Gilbert went on to recognize the leadership, wisdom, and curiosity of her classmates, as well as their willingness to advocate for themselves and others around them.
“As we turn the next page in our book, we can be delighted knowing that we have the opportunity to make a difference in the world,” she said. “This institution has crafted critical thinkers, problem solvers, and natural leaders: All things that will be needed in the world ahead of us.”
“This is only the beginning of the accomplishments you will make in the years ahead”
Several hours after joyful graduates and their families emerged from the morning exercises, Gosman filled up again with family members, friends, and the degree recipients of Brandeis’ graduate schools.
In her Commencement address, Simmons urged graduates to pursue their work with hope — even in the face of worldwide conflict and political division.
She recalled receiving her diploma at a time similarly rife with uncertainty and volatility. Drawing parallels to Vietnam War protests, the civil rights movement, and the significant societal upheaval she experienced as she came of age, Simmons called on graduates to pursue Brandeis’ values of justice, equality, and free expression throughout their lives.

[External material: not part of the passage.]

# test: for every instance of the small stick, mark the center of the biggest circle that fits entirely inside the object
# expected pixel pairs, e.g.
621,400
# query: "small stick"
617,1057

“We continue to struggle with what it means to share a country with individuals and groups vastly different from who we are, from what we want, from how we believe, and from how we see the world,” Simmons said. “Yet, if we are to thrive as a nation, we must come to value the role of difference in exploiting the rich reservoir of knowledge and perspectives available to us. We can best achieve that with a conscious and robust process of opening our minds and hearts to others.”

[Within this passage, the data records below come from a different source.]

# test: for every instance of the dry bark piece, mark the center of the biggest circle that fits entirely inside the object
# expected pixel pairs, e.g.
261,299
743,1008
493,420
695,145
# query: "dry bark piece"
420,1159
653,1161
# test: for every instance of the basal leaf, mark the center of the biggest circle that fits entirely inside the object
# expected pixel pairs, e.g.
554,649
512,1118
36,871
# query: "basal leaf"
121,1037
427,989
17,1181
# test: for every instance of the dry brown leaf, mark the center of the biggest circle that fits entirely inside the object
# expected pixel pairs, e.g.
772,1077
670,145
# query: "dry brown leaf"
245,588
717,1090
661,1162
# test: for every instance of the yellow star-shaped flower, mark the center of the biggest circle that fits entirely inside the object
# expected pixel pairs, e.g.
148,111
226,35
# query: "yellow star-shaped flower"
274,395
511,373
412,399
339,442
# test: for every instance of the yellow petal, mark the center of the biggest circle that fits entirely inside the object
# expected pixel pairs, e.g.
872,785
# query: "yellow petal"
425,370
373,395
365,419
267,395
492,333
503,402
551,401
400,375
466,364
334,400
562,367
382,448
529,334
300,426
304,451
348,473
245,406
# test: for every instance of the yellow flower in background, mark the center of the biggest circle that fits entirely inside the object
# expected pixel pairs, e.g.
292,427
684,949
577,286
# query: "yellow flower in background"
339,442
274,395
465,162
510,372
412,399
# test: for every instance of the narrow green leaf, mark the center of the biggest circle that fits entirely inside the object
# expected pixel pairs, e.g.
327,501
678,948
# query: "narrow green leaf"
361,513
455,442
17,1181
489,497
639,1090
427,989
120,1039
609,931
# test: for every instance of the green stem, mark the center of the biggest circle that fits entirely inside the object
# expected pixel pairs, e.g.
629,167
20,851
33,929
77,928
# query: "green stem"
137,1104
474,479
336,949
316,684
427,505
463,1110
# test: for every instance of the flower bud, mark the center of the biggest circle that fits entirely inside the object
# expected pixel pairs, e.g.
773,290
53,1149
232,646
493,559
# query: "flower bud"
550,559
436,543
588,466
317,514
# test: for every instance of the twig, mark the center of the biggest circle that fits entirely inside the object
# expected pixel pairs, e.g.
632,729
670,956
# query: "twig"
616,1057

“I see possibilities in the way Brandeis inspires all of you,” Simmons added. “Each of us is called on to defend the principles that undergird our freedoms. That is, in every feature of our work and our lives, we must uphold a commitment to fairness, inclusion, and justice. Anything less is to accept the worst of all possible worlds.”
In his graduate student address, Peter Thabet, BIBS MBA’24, a native of Cairo, Egypt, offered his classmates advice derived from his studies at Brandeis International Business School.
In his speech, “Three Business School Lessons Not About Money,” Thabet encouraged healthy risk-taking, embracing collaboration, and using one’s gifts for the betterment of the world.
“I invite all my fellow graduates and honorary degree recipients to recognize this investment that has been made in us, an investment we crown today with our beautiful caps and gowns,” Thabet said. “Let us all commit to turning this investment into tangible developments wherever we go, in our professional endeavors, in our relationship with friends and family, and in our contribution to the planet.”
Brandeis conferred 163 master’s degrees and 59 PhDs in the Graduate School of Arts and Sciences; 189 master’s degrees and 11 PhDs in the Heller School for Social Policy and Management; 189 master’s degrees and five PhDs in the Brandeis International Business School; and 101 master’s degrees in the Rabb School of Continuing Studies.